Normally I have no problem answering this question. I always have a book (or two or ten) to recommend, but this time I realize I was stumped. On one of our adoption agency fb pages, someone posted a question as to what book people would recommend to prepare this family for adopting the first time around. Most of the books I usually recommend were mentioned (they are numbers 90-94 on my top 100 books list), and I was trying to think of any others I could add.
What I wanted to recommend was a book that prepared a family for the possibilities of what adoption would bring to their family. While I don't want to scare anyone away from choosing adoption, I also think that going in fully informed is a good thing. (I will also say, that sometimes no amount of books or classes or first-hand accounts can prepare you for what it is like to adopt a child who is damaged from trauma. Until you have lived it yourself, you just cannot know.) I was wanting a memoir that would share the real difficulties, but also the joys of engaging in such a venture. I have read plenty of adoption memoirs. While some have some hard bits, none that I have found has ever come close to mirroring our own experiences, and many fall into the 'they lived happily ever after' formula.

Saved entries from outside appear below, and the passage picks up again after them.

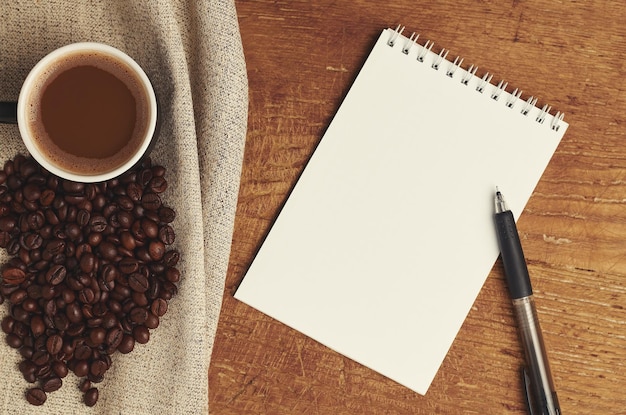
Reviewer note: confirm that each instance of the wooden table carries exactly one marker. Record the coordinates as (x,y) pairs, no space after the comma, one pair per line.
(302,56)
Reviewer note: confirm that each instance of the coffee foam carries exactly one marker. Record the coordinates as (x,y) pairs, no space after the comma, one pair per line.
(70,162)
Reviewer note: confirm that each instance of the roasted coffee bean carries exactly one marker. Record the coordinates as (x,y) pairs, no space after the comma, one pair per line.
(56,274)
(7,324)
(54,344)
(151,201)
(98,368)
(31,241)
(59,368)
(18,296)
(156,250)
(47,197)
(159,307)
(167,235)
(97,223)
(81,368)
(82,352)
(35,220)
(138,315)
(107,250)
(13,276)
(41,357)
(150,228)
(138,282)
(85,385)
(114,337)
(141,334)
(52,384)
(87,262)
(171,258)
(36,396)
(14,341)
(89,270)
(91,397)
(152,321)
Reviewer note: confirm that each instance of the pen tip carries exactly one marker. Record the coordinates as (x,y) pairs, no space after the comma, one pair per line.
(500,203)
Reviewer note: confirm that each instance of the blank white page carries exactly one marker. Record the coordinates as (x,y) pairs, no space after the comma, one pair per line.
(388,236)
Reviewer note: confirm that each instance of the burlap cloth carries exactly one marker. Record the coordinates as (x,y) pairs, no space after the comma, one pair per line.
(191,50)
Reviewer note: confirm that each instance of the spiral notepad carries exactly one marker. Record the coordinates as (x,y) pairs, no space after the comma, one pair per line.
(388,235)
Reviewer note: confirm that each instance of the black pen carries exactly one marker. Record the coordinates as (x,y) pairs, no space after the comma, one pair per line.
(537,379)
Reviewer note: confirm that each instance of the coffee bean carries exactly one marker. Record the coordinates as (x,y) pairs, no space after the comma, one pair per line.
(54,344)
(98,368)
(82,352)
(151,201)
(35,220)
(159,307)
(91,397)
(36,396)
(14,341)
(138,282)
(89,272)
(37,326)
(138,315)
(107,250)
(59,368)
(114,337)
(56,274)
(41,357)
(31,241)
(7,324)
(85,385)
(81,368)
(52,384)
(156,250)
(152,321)
(13,276)
(47,197)
(98,223)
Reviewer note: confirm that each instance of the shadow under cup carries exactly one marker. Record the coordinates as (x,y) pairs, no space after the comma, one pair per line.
(87,112)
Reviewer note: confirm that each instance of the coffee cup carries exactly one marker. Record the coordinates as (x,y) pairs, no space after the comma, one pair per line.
(86,112)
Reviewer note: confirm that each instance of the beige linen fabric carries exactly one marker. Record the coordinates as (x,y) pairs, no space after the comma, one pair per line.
(191,50)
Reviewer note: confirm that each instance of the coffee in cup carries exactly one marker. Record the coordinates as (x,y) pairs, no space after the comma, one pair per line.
(87,112)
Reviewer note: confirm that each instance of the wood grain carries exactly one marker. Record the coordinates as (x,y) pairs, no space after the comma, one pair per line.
(302,57)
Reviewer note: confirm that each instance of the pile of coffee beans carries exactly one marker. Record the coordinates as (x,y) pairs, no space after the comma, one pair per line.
(90,270)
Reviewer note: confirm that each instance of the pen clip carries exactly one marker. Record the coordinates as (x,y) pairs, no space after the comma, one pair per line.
(527,391)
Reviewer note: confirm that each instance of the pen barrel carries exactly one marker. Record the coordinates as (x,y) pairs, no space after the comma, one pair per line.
(544,399)
(515,269)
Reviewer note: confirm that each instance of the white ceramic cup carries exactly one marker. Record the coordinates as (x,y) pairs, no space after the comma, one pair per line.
(37,77)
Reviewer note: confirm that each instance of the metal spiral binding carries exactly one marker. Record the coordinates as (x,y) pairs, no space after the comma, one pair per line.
(470,73)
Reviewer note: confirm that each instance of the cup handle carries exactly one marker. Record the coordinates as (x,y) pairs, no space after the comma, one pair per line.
(8,112)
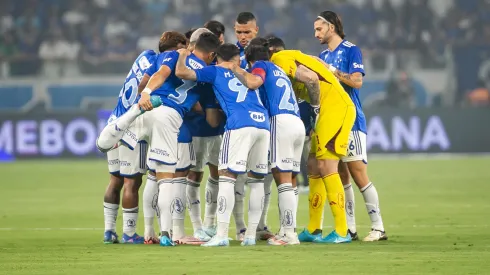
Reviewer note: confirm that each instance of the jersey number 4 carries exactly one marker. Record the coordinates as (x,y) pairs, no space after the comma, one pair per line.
(236,86)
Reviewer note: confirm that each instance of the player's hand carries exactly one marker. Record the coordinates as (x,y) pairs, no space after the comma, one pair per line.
(184,52)
(145,103)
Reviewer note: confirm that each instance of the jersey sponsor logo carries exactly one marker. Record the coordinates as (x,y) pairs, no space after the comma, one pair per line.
(257,116)
(159,152)
(358,66)
(143,63)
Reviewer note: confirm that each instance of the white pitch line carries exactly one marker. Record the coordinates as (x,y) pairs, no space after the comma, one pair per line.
(189,228)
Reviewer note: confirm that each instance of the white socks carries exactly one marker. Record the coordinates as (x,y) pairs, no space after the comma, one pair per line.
(287,207)
(150,207)
(164,202)
(372,206)
(178,207)
(212,188)
(238,209)
(254,205)
(350,206)
(226,201)
(112,133)
(267,199)
(193,195)
(110,216)
(130,217)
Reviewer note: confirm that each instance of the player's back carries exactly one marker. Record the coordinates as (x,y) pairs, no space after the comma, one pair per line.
(331,90)
(176,93)
(347,58)
(276,92)
(129,92)
(243,107)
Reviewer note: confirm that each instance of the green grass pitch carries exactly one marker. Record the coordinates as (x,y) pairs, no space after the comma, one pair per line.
(436,212)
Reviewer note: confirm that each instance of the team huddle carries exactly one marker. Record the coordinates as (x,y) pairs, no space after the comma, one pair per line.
(248,111)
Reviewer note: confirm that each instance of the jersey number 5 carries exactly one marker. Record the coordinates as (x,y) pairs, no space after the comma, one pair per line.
(182,91)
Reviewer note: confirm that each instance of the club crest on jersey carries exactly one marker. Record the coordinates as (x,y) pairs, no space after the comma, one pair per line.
(257,116)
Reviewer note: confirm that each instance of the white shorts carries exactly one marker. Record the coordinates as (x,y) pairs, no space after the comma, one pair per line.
(207,151)
(244,150)
(160,127)
(287,140)
(186,158)
(356,149)
(127,162)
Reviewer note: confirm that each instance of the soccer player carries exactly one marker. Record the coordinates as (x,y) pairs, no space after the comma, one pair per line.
(287,131)
(245,142)
(335,117)
(161,127)
(344,60)
(127,166)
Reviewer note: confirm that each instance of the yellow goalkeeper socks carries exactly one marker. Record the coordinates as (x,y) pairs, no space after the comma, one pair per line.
(336,199)
(316,199)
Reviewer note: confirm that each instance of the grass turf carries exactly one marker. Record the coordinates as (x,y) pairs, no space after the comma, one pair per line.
(436,214)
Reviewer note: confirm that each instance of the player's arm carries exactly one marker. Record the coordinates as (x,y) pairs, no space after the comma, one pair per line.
(251,80)
(181,70)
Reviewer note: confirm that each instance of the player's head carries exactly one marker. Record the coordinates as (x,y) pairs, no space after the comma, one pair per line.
(195,36)
(328,25)
(275,44)
(245,28)
(171,41)
(189,33)
(206,46)
(228,52)
(217,28)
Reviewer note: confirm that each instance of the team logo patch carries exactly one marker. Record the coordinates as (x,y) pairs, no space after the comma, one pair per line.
(177,206)
(221,205)
(288,218)
(131,223)
(315,200)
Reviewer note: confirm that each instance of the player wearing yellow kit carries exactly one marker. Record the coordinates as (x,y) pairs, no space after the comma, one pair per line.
(335,117)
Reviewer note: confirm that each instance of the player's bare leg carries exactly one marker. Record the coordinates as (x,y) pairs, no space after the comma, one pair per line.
(350,203)
(131,209)
(212,188)
(226,202)
(328,169)
(150,208)
(287,208)
(358,170)
(112,199)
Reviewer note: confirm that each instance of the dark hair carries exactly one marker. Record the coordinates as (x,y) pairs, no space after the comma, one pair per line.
(189,33)
(245,17)
(207,42)
(258,41)
(227,51)
(257,52)
(215,27)
(276,42)
(170,40)
(333,19)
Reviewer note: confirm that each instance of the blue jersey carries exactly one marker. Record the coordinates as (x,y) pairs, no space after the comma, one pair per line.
(306,113)
(176,93)
(277,91)
(242,107)
(243,61)
(197,123)
(347,58)
(129,92)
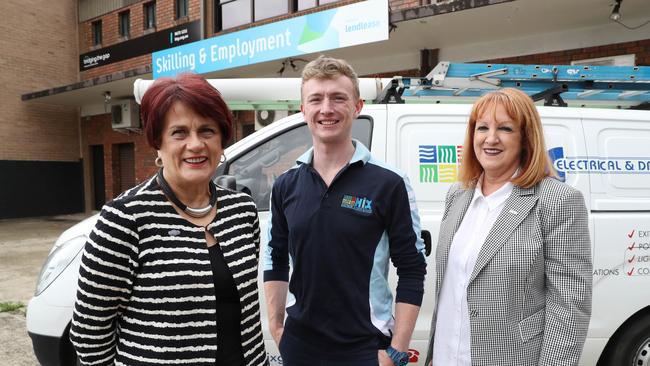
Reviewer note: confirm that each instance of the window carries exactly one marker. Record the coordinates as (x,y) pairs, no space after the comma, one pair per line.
(150,15)
(306,4)
(270,8)
(258,168)
(620,60)
(234,13)
(97,32)
(181,8)
(125,23)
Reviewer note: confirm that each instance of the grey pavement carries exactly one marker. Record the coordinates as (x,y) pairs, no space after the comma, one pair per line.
(24,245)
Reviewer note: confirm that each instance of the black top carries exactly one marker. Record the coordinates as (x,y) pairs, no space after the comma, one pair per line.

I am missing them? Are they out there? Or are the parents who are in the throws of therapeutic parenting just too worn to take time to write their experiences? It is also possible, that there are so few people who have come to the end of their adoptive parenting journey that there is not someone out there who is able to write about it. My secret fear is that those who have come to the end are so done in by the process that their journey would be too painful to share. And I know that those in the middle of such a journey are doing well if they make it to the end of their day and everyone is still alive and possibly even fed.
I don't want to cause fear because there are plenty of adoptions which are pretty uneventful things. Sure there are some bumps along the way, but that is true in parenting any child. Raising children opens you up for moments of unhappiness regardless of how the child joined the family. But sometimes I hear first-time adoptive parents talk as they wait to bring home their new child and I worry a bit. I worry that they are unaware of some very real potential problems. I worry that they don't know how this new child could change their family. I worry that they have no idea how much they must be willing to change who they are if they are to successfully parent a hurt child.
Because we don't like to talk about this. We want children to find homes. All children deserve to be raised in a loving family. The truth about how hurt some of these children are can be scary and might cause a child to not find a family because the family was scared away. There is still a lot of shame out there as well when you are parenting a hurt child... that in some way the adoptive parents are to blame. It's not the case but it makes it difficult to really share what life is like. "Good parents" wouldn't have a child with so many distasteful behavioral issues. This is a load of, well, you can fill in the blank with whatever level of swearing you are comfortable with. Adoptive parents are the ones living with the damage caused by other people and other circumstances. And since very few talk about what that behavior looks like, not a lot of people know or understand. We can do things which help or hinder the healing of that child, but the child would behave the same way in any home.
So a book that describes the roller coaster that therapeutic parenting is... the joys, the frustrations, the fatigue, the hope and hopelessness, and how very few people start out their journey having actually signed up for it is what I'm looking for. One that really shows the ups and downs. Because in the journey, it's as if you thought you were in line for the tame kiddie roller coaster, but somehow you got on the great big giant scary one instead. That's the book I want.